The questions which are mooted in your pages ought to be discussed with the mutual forbearance and enlarged liberality which are predominant in the general society of our metropolis; not with the keen and angry partizanship which distinguishes the petty squabbles of a country town.

Icon.

Our readers know that we ourselves recently noticed the tendency of too many of our correspondents to depart from the courteous spirit by which the earlier communications to this Journal were distinguished. The intention we then announced of playing the tyrant in future, and exercising with greater freedom our "editorial privilege of omission," we now repeat yet more emphatically. Icon well remarks that we are much in the power of our contributors. Indeed we are more so than even he supposes.

An article on the Notes and Emendations which lately appeared in our columns concluded, in its original form, with an argument against their genuineness, based on the use of a word unknown to Shakspeare and his cotemporaries. This appeared to us somewhat extraordinary, and a reference to Richardson's excellent Dictionary proved that our correspondent was altogether wrong as to his facts. We of course omitted the passage; but we ought not to have received a statement founded on a mistake which might have been avoided by a single reference to so common a book.

Again, at p. 194. of the present volume, another correspondent, after pointing out some coincidences between the old Emendator and some suggested corrections by Z. Jackson, and stating that Mr. Collier never once refers to Jackson, proceeds: "Mr. Singer, however, talks familiarly about Jackson, in his Shakspeare Vindicated, as if he had him at his fingers' ends; and yet, at p. 239., he favours the world with an original emendation (viz. 'He did behood his anger,' Timon, Act III. Sc. 1.), which, however, will be found at page 389. of Jackson's book." Now, after this, who would have supposed that, as we learn from Mr. Singer, "Mr. Ingleby has founded his charge on such slender grounds as one cursory notice of Jackson at p. 288. of my book, where I mentioned him merely on the authority of Mr. Collier." And who that knows Mr. Singer will doubt the truth of his assertion, that he has not even seen Jackson's book for near a quarter of a century, and that he had not the slightest reason to doubt that the conjecture of behood for behave was his own property?[[2]]

But there is another gentleman who, although he has never whispered a remonstrance to us upon the subject, has even more grounds of complaint than Mr. Singer, for the treatment which he has received in our columns; we mean our valued friend and contributor Mr. Collier, who we feel has received some injustice in our pages. But the fact is that, holding, as we do unchanged, the opinion which we originally expressed of the great value of the Notes and Emendations—knowing Mr. Collier's character to be above suspicion—and believing that the result of all the discussions to which the Notes and Emendations have given rise, will eventually be to satisfy the world of their great value,—we have not looked so strictly as we ought to have done, and as we shall do in future, to the tone in which they have been discussed in "N. & Q."

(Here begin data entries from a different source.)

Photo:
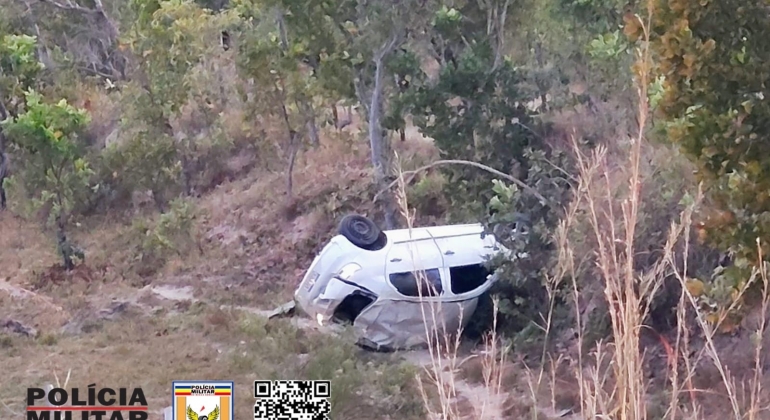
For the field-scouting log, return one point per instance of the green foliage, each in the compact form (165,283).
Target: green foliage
(147,162)
(46,135)
(18,66)
(55,173)
(716,113)
(522,291)
(173,233)
(474,113)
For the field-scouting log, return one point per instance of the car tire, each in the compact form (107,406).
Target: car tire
(361,232)
(521,224)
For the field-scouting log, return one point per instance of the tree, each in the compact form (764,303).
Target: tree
(475,111)
(81,35)
(715,61)
(18,70)
(337,48)
(46,136)
(168,39)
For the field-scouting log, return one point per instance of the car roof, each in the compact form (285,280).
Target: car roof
(415,234)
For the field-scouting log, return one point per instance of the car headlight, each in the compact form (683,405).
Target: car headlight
(311,280)
(347,271)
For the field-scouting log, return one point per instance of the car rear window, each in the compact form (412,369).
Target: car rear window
(468,277)
(407,283)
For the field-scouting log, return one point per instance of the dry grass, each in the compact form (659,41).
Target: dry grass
(613,382)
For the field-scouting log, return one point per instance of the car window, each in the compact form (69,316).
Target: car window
(468,277)
(407,283)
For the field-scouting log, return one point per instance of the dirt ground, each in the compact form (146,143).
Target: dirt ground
(198,315)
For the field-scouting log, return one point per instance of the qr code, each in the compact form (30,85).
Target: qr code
(292,400)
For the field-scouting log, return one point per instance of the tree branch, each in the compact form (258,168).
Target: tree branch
(69,5)
(491,170)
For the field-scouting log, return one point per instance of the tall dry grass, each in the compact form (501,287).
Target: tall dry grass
(612,380)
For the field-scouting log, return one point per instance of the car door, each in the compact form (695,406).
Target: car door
(409,264)
(465,259)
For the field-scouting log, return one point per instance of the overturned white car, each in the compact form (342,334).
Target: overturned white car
(398,287)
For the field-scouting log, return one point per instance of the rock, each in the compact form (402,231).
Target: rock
(13,326)
(87,320)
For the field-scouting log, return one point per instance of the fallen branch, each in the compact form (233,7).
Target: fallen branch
(491,170)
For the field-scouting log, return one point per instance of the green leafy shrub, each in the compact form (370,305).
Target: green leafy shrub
(55,172)
(173,233)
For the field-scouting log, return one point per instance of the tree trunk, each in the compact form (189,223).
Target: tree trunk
(294,148)
(377,141)
(3,158)
(65,247)
(335,116)
(309,115)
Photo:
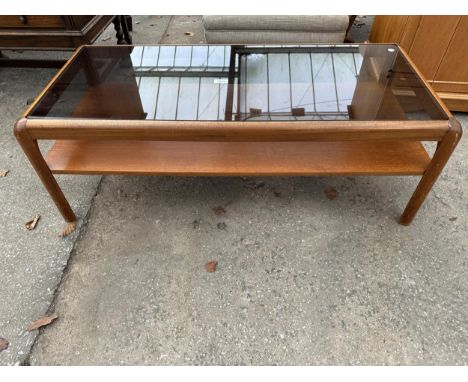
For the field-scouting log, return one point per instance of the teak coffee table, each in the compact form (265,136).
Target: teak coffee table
(239,110)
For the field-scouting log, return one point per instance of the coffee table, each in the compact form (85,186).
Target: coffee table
(244,110)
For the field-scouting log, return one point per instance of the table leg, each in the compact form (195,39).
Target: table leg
(442,154)
(34,155)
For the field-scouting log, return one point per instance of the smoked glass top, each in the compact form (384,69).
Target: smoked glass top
(243,83)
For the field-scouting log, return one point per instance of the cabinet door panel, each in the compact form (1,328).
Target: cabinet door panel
(454,66)
(431,41)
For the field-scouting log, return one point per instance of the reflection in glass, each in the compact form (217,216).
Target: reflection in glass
(217,82)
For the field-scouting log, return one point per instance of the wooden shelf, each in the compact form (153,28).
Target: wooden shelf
(237,158)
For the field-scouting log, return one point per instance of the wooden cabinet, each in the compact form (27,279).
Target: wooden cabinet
(439,47)
(50,32)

And here let us take the opportunity of offering a few suggestions which we think worthy of being borne in mind in all discussions on the text of Shakspeare, whether the object under consideration be what Shakspeare actually wrote, or what Shakspeare really meant by what he did write.

First, as to this latter point. Some years ago a distinguished scholar, when engaged in translating Göthe's Faust, came to a passage involved in considerable obscurity, and which he found was interpreted very differently by different admirers of the poem. Unable, under these circumstances, to procure any satisfactory solution of the poet's meaning, the translator applied to Göthe himself, and received from him the candid reply which we think it far from improbable that Shakspeare himself might give with reference to many passages in his own writings,—"That

he was very sorry he could not assist him, but he really did not know exactly what he meant when he wrote it." We doubt not some of our contributors could supply us with many similar avowals.

This opinion will no doubt offend many of those blind worshippers of Shakspeare, who will not believe that he could have written a passage which is not perfect, and who, consequently, will not be satisfied with any note, emendation, or restoration which does not make the passage into which it is introduced "one entire and perfect chrysolite." But this is unreasonable. We have direct evidence of the imperfect character of much that Shakspeare wrote. When told that Shakspeare had never blotted a line, Ben Jonson—no mean critic, and no unfriendly one—wished he had "blotted a thousand." Would rare Ben have uttered such a wish ignorantly and without cause? We believe the existence of such defects in the writings of Shakspeare, as they were left by him. It follows, therefore, that in our opinion Shakspeare is under great obligations to the undeservedly-abused commentators.[[3]] It would be strange indeed, when we consider how many men of genius and learning have busied themselves to illustrate his writings, if none of them should have caught any inspiration from his genius. We believe they have done so. We believe Theobald's "babbled o' green fields" to be one of many instances in which, with reference to some one particular passage, the scholiast has proved himself worthy of and excelling his author. Yes, Shakspeare, the greatest of all uninspired writers, was but mortal; and his worshippers would sometimes do well bear in mind that their golden image had but feet of clay.